Date: February 20 & 21, 2014
Location: Hong Kong Cultural Centre, Hong Kong.
Scottish Chamber Orchestra
Robin Ticciati, conductor
Maria João Pires, piano
In two concerts during the Arts Festival, the Hong Kong audience had a chance to hear Lisboeta pianist Maria João Pires play two concertos with the Scottish Chamber Orchestra: Schumann (Op. 54), and Chopin No. 2 (Op. 21). In the first concert, Pires committed herself with measured eloquence, and showed no signs of impatience in unveiling Schumann’s melodic fabric in a slow but sure fashion. In both opening and final movements, her playing infused an aura of nobility and grandeur in the concert hall, though at times her generous pedal work obscured some fine details, especially in those book-ending movements. In the second concert, Chopin’s tricky fingering did not faze the 69-year-old pianist, who delighted with a sympathetic, almost cerebral insight to the piece. Pires’ articulation, unruffled and full of small details and ideas, would easily earn the composer’s approval. That said, Pires seemed just short of providing a requisite level of emotive fervor and broad dynamic range demanded by the piece, especially in the all-hell-breaks-loose Allegro vivace movement. On balance, Pires remains a world-class pianist despite her age, but the choice of the Chopin was less than desirable.
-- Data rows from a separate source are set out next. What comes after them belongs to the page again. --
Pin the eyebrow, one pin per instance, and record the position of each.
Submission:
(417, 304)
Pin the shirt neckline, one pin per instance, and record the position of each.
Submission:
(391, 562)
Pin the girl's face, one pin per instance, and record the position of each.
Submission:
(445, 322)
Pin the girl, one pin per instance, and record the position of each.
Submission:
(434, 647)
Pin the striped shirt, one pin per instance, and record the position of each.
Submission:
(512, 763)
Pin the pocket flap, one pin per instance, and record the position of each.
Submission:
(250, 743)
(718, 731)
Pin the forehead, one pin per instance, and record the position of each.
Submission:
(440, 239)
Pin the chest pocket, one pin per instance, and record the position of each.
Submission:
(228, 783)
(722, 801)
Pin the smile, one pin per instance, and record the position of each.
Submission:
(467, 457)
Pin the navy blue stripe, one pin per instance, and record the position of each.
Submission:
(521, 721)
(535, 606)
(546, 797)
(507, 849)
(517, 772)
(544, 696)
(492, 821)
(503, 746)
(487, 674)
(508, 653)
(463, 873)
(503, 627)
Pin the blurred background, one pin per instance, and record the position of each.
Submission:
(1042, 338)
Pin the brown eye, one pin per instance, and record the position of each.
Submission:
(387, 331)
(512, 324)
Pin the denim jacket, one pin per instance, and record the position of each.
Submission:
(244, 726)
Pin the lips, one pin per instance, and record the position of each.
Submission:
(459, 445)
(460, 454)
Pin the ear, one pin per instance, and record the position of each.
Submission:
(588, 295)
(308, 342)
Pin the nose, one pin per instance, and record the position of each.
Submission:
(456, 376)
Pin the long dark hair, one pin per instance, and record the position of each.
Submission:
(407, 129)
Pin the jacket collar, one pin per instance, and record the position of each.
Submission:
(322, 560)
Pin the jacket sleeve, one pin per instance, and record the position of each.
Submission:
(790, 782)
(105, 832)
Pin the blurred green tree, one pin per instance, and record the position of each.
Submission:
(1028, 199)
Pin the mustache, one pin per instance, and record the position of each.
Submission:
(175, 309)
Perhaps the Hong Kong audience would be better served with the sort of Schubert and Brahms chamber works – well featured in Pires’ recent recordings with DG – that are more appropriate at this stage in her career. Also programmed in the two concerts were two symphonies: Schumann No. 2 and Beethoven No. 5. The chamber group as a whole was careful with detailing. The first bassoon could have been less dynamically protruding, especially during the Beethoven, but overall the musicians did fine under Robin Ticciati’s animated conducting. The Glyndebourne director-designate’s arm movements, vivid with broad motions, were exciting and fun to watch. The baroque horns (in the Beethoven) had a few dirty moments, but when the archaic instruments were in control, they gave the sort of regal spaciousness and metallic splendor that regular French horns could not easily reproduce.